La Commission bancaire de la Chambre de Commerce Internationale (CCI) a adopté, le 25 octobre 2006, la version révisée des Règles et usances uniformes relatives aux crédits documentaires, à savoir les RUU 600. Cette nouvelle version des RUU, qui est l’aboutissement de plus de trois ans de travaux, entrera en vigueur le 1er juillet 2007 ; elle remplacera les RUU 500, entrées en vigueur en 1993.
Cette nouvelle version des RUU n’existe pour l’heure qu’en langue anglaise (la version « officielle » de la CCI en langue française devrait être disponible au cours du premier semestre 2007) ; son interprétation pourra être affinée par les commentaires du groupe de rédaction de la Commission bancaire de la CCI.
Les RUU ont pour objectif d’uniformiser les échanges commerciaux financés par le biais d’accréditifs ; objectif atteint, puisqu’à l’heure actuelle, elles régissent la quasi-totalité des crédits documentaires et peuvent aussi s’appliquer aux lettres de crédit standby. Ces règles, auxquelles le Tribunal fédéral attribue le statut de lex contractus, valant comme conditions générales du contrat, s’appliquent si les parties s’y réfèrent expressément (art. 1 RUU 600). Elles consacrent surtout les principes essentiels du crédit documentaire, à savoir l’abstraction et la rigueur documentaire.
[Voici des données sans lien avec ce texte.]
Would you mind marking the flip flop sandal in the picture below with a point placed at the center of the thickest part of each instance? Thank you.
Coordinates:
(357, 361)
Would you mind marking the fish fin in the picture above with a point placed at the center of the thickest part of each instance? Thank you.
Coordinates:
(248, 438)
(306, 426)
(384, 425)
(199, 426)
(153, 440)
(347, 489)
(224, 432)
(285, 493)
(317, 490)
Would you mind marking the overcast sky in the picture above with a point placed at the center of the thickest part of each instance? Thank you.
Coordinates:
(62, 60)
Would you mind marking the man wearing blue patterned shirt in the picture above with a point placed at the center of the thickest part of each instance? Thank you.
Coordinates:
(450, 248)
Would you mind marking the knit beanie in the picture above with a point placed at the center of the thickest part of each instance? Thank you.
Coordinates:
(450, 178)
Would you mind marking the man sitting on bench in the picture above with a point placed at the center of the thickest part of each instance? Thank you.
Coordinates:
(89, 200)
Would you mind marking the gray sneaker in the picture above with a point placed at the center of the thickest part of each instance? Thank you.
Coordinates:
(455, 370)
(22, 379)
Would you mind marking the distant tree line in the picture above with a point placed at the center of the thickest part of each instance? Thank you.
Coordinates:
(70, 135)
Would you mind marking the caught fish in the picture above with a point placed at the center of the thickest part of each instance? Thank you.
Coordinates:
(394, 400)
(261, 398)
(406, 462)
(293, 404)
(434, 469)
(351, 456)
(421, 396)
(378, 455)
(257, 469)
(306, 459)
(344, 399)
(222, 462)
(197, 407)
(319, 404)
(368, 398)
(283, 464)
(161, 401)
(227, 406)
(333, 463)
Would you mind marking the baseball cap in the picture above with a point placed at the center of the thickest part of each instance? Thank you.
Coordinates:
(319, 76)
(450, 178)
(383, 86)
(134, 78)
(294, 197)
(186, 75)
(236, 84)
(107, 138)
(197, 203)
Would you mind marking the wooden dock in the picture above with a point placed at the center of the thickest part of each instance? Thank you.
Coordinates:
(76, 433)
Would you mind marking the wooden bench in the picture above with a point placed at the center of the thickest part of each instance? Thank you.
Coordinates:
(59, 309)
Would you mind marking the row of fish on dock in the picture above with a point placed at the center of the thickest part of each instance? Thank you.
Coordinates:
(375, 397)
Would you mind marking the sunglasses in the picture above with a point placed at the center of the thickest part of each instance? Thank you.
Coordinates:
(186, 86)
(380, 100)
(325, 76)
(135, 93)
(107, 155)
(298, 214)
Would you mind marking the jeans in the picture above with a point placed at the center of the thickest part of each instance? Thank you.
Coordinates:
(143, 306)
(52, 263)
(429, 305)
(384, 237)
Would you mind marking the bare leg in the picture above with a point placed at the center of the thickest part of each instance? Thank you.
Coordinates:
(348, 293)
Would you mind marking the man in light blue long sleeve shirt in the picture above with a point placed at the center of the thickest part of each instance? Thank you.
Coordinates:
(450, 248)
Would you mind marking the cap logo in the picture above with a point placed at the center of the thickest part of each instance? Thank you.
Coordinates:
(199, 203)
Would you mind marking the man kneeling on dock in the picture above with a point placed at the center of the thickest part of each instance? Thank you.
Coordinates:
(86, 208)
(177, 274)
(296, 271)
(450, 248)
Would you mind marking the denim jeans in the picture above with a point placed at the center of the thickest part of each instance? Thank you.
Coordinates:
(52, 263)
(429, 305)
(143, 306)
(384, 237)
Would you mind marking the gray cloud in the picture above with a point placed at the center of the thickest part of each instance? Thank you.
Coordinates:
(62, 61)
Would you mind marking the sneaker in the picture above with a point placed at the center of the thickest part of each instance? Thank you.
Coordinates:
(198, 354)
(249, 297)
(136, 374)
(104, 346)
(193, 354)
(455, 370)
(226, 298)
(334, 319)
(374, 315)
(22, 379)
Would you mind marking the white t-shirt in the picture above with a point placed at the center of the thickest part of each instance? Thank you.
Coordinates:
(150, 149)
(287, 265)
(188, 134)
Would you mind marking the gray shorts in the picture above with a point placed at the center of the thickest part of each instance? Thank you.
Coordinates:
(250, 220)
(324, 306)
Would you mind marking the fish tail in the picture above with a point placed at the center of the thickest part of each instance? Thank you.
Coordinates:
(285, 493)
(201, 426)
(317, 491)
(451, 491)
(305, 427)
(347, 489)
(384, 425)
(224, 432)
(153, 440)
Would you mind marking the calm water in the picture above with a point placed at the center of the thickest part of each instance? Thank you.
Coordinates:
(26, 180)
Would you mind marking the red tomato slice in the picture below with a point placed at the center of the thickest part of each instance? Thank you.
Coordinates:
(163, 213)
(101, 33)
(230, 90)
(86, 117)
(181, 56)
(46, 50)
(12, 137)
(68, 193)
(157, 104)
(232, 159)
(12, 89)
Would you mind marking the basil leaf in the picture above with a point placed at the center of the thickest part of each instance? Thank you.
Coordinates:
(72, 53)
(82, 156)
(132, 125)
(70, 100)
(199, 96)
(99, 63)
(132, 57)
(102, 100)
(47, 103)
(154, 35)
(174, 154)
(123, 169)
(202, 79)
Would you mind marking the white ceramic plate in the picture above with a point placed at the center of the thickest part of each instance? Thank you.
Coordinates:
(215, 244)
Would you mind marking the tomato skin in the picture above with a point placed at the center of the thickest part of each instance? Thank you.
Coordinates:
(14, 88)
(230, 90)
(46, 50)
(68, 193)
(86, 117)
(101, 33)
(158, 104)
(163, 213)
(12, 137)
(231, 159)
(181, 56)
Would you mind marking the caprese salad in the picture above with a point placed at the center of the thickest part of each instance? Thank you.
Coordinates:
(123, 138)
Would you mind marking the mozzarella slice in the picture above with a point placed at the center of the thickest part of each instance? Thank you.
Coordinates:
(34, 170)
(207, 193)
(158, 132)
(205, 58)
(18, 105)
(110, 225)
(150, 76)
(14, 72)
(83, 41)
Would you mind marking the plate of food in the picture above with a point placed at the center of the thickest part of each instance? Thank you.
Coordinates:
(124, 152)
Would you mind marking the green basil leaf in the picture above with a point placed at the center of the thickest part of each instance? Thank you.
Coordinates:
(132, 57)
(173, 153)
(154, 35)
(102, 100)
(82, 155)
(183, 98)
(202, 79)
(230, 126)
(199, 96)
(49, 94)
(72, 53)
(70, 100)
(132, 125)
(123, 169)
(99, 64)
Les RUU 600 n’apportent, à vrai dire, pas de changements fondamentaux. D’une manière générale, on peut relever les principales modifications suivantes :
a. le nombre d’articles a été réduit de 49 à 39 ; cette réduction a en partie été rendue possible par l’introduction d’un article de définitions (art. 3). Le style des RUU a par ailleurs été allégé et amélioré ;
b. un crédit ne peut désormais plus être révocable, il ne peut être qu’irrévocable. La suppression des crédits révocables est bienvenue car ceux-ci n’étaient presque jamais utilisés en pratique ;
c. un crédit réalisable auprès d’une banque désignée peut également l’être auprès de la banque émettrice (art. 6 a) ;
d. la principale modification des RUU 600 a trait au délai d’examen des documents. Le « délai raisonnable ne dépassant pas 7 jours ouvrés suivant le jour de réception des documents » consenti à la banque pour examiner les documents et décider de les accepter ou de les refuser, a été remplacé par un délai de 5 jours ouvrés maximum (art. 14 b). Cette modification revêt une portée pratique considérable. En effet, lorsque la banque constate que les documents qui lui sont présentés ne sont pas conformes en apparence aux conditions de l’accréditif, elle doit (i) notifier son refus au plus tard le 5ème jour ouvré suivant la réception des documents, (ii) indiquer dans son avis de refus toutes les irrégularités qui l’amènent à refuser les documents, et (iii) préciser si elle tient les documents à la disposition de celui qui les a présentés en attente de ses intructions, si elle les lui réexpédie, ou encore – et il s’agit là de deux nouvelles alternatives introduites par les RUU 600 – si elle les tient à disposition jusqu’à réception d’une renonciation du donneur d’ordre (que la banque accepte) à se prévaloir des irrégularités, etc, ou si elle agit en accord avec les instructions précédemment reçues de celui qui a présentés les documents (art. 16 c). Or, si la banque ne respecte pas ces incombances, elle ne pourra plus faire valoir que les documents ne sont pas conformes avec les termes et conditions du crédit (c’est le fameux principe « paiement contre documents ») (art. 16 d et f). Pour les crédits documentaires ou lettres de crédits standby soumis au RUU 600, ce qui pourra intervenir dès le 1er juillet prochain, il sera pour les banques extrêmement important de respecter ce délai de 5 (et non plus de 7) jours ouvrés. Pour les crédits soumis aux RUU 500, encore en vigueur après le 1er juillet 2007, l’ancien délai de 7 jours devrait – semble-t-il – encore prévaloir ; cela étant, les banques seraient bien inspirées, par prudence, de déjà appliquer le délai de 5 jours maximum (on rappelera à cet égard que pour le Tribunal fédéral, le délai raisonnable est de 1 à 3 jours ouvrés, sauf si les documents sont rédigés dans une langue non usuelle dans le milieu bancaire, ou si le crédit compte de très nombreux documents).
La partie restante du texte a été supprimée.